Life of the Grasshopper
Some long-horned grasshoppers, such as the katydids, lay their eggs on leaves. Most other long-horned grasshoppers deposit their eggs in the soft tissue of plants or on tree branches. Short-horned grasshoppers deposit their eggs, in clusters of 15 to 100 or more. underground. They cover the clusters with a fluid that hardens to form a protective cover. The eggs are laid in late summer or fall, and the nymphs (offspring) emerge in spring.Grasshoppers "sing" by rubbing their wings together.
The nymphs go through a cycle of development called incomplete metamorphosis. The nymphs resemble the adults except that they are smaller and wingless. They feed, as do adults, on leaves and other soft plant parts. As they grow they molt, or shed their coverings, usually five times. In two or three months they become adults. The adults die in winter, and the species are perpetuated by the nymphs that emerge from the eggs in spring.
Relatively few grasshoppers survive to reproduce, for the insects have a host of enemies. Moles, shrews, fly maggots, and the young of blister beetles eat the eggs. Birds, toads, skunks, lizards, mice, and other animals eat both nymphs and adults.
Soon after grasshoppers mate, the female is ready to lay her eggs. She usually lays her eggs in the ground. A special body part called an ovipositor (oh vuh PAHZ uh tuhr) helps the female do this. The ovipositor is a tube from which the eggs pass out of the female’s body. Before she lays her eggs, the female drills a hole in the soil.
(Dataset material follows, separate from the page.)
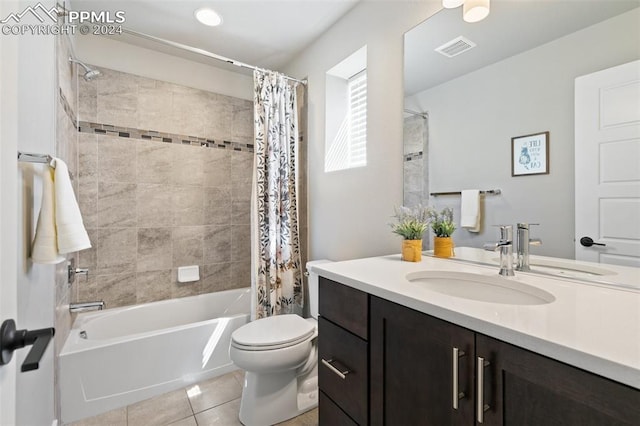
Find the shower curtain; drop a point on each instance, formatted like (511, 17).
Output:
(276, 261)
She uses her ovipositor to do this. Then she lays her eggs inside the hole. Each egg looks like a tiny grain of rice. The female may lay over a hundred eggs at one time.
After she lays the eggs, the female covers them with thick, sticky foam. The foam hardens and keeps the eggs from getting wet. The eggs and foam together are called a pod.
Many grasshoppers lay their eggs in the fall. By the next spring, the eggs are ready to hatch. When a baby grasshopper hatches, it wiggles slowly out of its egg. Then it pushes through the egg pod and makes its way up out of the hole.
A baby grasshopper is called a nymph (NIHMF). Nymphs may be tiny, but they have huge appetites. In fact, nymphs eat even more than adult grasshoppers do.
Like its parents, a nymph has a hard exoskeleton. This exoskeleton cannot grow or stretch. So, as the nymph grows, it must shed its exoskeleton. This is called molting.
When a nymph is ready to molt, it climbs onto a leaf or a branch. It may even hang upside down. Slowly, the nymph slides out of its old exoskeleton. Underneath, the nymph has a new, soft exoskeleton. The nymph puffs up with air. This makes its body bigger while the new exoskeleton hardens. Now the nymph has room to grow until the next molt!
As they molt, most nymphs grow wings. The wings begin as little pads. They grow with each molt. The wings are finally formed by the time of the last molt.